Il "pensiero impaurito", complice dei tiranni
l'opinione di Pierluigi Battista
Testata: Corriere della Sera
Data: 27/08/2007
Pagina: 28
Autore: Pierluigi Battista
Titolo: Diritti umani e tirannie Così il pensiero pugnace è diventato impaurito
Dal CORRIERE della SERA del 27 agosto 2007:

Quale miglior nutrimento per la satira politica di tutto il mondo la notizia che l'Iran, il regime che fa delle impiccagioni in piazza uno show pedagogico, affiancherà la Libia in una conferenza Onu per la difesa dei diritti umani e per la lotta al razzismo? Invece no, questa manifestazione di puro grottesco, questo rovesciamento così ridicolo di ogni regola del buon senso (e della decenza) non attrae la curiosità della satira politica, impegnata piuttosto, con il suo eroe internazionale Michael Moore, a lodare il sistema sanitario della dittatura cubana, prigione riscaldata dal sole tropicale.
Del resto, perché chiedere ai satiri una sensibilità speciale, se l'intera opinione pubblica sembra atrofizzata e incapace di reagire? Ci stiamo abituando a tutto. Allo spettacolo di un poveraccio frustato a sangue sulla pubblica piazza di Teheran, solo perché adultero e (moderato) consumatore di alcol. Al dibattito in corso in Iran sull'opportunità, durante la lapidazione rituale, di intrappolare il corpo dei rei solo fino alla cintola oppure lasciando scoperto solo il capo. Ai cristiani perseguitati nei regimi del fondamentalismo islamista e condannati a morte solo perché in possesso di una croce. Agli omosessuali palestinesi costretti a fuggire in Israele per evitare la condanna a morte comminata da quel simpatico movimento popolare che va sotto il nome di Hamas. Ogni tanto un tenue risveglio, una blanda resipiscenza, come nell'attuale campagna internazionale per la salvezza di una ragazza iraniana lesbica, il cui destino a Teheran è raffigurato da un patibolo. Ma siamo oramai prigionieri del pensiero impaurito. Non riusciamo più a chiamare le cose con il loro nome. Teniamo a bada la mente e la lingua per non offendere le tirannie, gli integralismi dispotici, i carnefici che, come stabilì una dichiarazione dell'Onu a proposito di un nigeriano lapidato per futilissimi motivi, agirebbero pur sempre sulla base di una rispettabile tradizione culturale cui l'Occidente ha il dovere di rendere omaggio.

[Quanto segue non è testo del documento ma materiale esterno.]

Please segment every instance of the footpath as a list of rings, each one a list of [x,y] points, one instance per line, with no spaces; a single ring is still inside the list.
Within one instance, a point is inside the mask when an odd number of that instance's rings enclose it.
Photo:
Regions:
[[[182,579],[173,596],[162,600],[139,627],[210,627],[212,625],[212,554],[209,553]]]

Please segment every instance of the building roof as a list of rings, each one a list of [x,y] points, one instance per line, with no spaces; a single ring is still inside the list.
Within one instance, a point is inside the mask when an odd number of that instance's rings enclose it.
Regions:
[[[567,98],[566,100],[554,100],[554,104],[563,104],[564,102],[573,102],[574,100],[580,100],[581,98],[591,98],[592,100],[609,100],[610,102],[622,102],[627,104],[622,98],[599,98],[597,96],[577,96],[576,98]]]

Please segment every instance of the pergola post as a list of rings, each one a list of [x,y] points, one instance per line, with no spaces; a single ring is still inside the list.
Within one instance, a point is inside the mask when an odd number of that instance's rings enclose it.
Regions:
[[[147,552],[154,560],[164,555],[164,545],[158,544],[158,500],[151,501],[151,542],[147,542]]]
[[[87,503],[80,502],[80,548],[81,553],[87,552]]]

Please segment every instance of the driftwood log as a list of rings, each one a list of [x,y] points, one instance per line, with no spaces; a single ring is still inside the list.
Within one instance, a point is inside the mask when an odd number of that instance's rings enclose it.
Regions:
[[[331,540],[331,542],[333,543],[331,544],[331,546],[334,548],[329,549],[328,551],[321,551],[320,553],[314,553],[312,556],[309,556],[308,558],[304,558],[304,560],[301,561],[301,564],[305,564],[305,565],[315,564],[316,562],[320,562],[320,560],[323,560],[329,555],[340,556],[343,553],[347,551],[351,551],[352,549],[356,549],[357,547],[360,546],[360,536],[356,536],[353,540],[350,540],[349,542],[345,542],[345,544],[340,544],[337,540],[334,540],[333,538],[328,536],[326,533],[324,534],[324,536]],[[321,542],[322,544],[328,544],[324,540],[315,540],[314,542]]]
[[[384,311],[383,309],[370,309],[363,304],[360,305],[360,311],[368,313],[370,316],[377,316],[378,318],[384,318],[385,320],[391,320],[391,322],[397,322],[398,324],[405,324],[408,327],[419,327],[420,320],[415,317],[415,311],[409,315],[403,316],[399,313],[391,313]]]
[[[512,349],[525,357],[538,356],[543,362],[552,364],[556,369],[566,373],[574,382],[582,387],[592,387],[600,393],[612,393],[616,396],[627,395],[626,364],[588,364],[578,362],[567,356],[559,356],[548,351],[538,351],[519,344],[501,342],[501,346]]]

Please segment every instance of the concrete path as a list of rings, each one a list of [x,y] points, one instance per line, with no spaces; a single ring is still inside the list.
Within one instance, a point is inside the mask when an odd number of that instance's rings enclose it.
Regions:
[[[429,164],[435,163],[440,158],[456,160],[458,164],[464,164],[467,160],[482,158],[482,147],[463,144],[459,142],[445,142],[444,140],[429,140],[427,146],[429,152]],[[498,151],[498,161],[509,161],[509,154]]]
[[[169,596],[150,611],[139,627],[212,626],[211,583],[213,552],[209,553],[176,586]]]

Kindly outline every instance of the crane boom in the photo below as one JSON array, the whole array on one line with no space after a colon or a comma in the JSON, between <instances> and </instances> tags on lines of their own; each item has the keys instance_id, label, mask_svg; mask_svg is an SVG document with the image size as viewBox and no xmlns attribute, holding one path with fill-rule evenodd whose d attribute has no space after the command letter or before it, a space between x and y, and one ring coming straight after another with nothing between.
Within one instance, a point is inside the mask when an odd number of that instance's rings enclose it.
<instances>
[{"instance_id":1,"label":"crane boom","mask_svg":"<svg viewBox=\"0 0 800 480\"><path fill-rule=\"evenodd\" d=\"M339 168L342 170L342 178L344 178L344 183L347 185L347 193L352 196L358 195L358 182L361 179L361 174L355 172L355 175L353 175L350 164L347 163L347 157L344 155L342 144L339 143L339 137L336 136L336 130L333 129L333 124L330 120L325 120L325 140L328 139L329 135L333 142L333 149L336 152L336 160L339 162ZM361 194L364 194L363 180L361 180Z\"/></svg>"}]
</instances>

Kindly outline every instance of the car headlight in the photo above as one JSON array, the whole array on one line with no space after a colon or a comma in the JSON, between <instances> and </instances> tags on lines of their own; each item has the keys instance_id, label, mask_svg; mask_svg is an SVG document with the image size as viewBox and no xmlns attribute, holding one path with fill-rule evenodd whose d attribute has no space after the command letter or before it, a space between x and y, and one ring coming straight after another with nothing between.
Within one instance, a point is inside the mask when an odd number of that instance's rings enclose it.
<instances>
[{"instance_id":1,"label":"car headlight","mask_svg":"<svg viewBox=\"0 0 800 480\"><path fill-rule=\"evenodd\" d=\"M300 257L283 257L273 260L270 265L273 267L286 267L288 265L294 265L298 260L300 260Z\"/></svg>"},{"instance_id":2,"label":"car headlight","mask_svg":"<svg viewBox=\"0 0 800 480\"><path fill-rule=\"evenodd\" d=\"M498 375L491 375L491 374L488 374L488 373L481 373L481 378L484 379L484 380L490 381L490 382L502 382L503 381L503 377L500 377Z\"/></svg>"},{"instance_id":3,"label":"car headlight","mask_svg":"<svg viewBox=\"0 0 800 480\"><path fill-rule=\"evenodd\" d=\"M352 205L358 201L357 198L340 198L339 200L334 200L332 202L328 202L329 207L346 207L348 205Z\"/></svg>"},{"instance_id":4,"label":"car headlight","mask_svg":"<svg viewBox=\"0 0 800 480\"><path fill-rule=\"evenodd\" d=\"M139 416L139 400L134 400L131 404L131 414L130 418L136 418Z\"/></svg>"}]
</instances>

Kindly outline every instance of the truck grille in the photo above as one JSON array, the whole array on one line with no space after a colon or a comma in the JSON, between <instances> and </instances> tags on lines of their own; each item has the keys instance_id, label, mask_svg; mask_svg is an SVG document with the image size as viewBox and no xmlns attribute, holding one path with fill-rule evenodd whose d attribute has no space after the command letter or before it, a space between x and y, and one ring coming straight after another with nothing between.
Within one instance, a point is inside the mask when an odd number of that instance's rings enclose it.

Il pensiero impaurito si alimenta grazie al fallimento di quel progetto di esportazione della democrazia che ha ideologicamente motivato l'intervento anglo-americano in Iraq. Fu questo progetto, piaccia o no, che calamitò attorno all'amministrazione Bush e al governo di Tony Blair forze intellettuali lontanissime dal bushismo e dalla «destra». Ed è sulla base di un imperativo antitotalitario che saggisti come, tra gli altri, Paul Berman, Christopher Hitchens, André Glucksmann, Bernard-Henri Lévy, Pascal Bruckner, Adam Michnik, Vaclav Havel, Ian Buruma si sono impegnati per arginare il movimento inarrestabile di un nuovo dispotismo, di una nuova minaccia alla libertà di tutti. Con i rovesci politico-militari in Iraq (e anche in Afghanistan) questa ideale internazionale del pensiero antitotalitario si è come dissolta. Non è svanito l'impegno dei singoli, ma il senso di una battaglia comune non velleitaria, di una guerra culturale non necessariamente votata alla sconfitta. Il pensiero impaurito è dilagato grazie allo scacco di un pensiero pugnace che sapeva coordinare culturalmente un'azione di contrasto all'omicidio rituale del regista Theo Van Gogh in Olanda, allo sgozzamento di Daniel Pearl in Pakistan, alla persecuzione di un insegnante francese licenziato e costretto a far perdere le proprie tracce perché minacciato dall'integralismo islamista. E' subentrata un'atmosfera di rassegnazione e di passività. Di paura, che blocca e narcotizza i pensieri e la parole. E chi parlerà quando, un giorno, Ahmadinejad pronuncerà solennemente il suo discorso all'Onu per difendere i diritti umani calpestati dal Satana occidentale?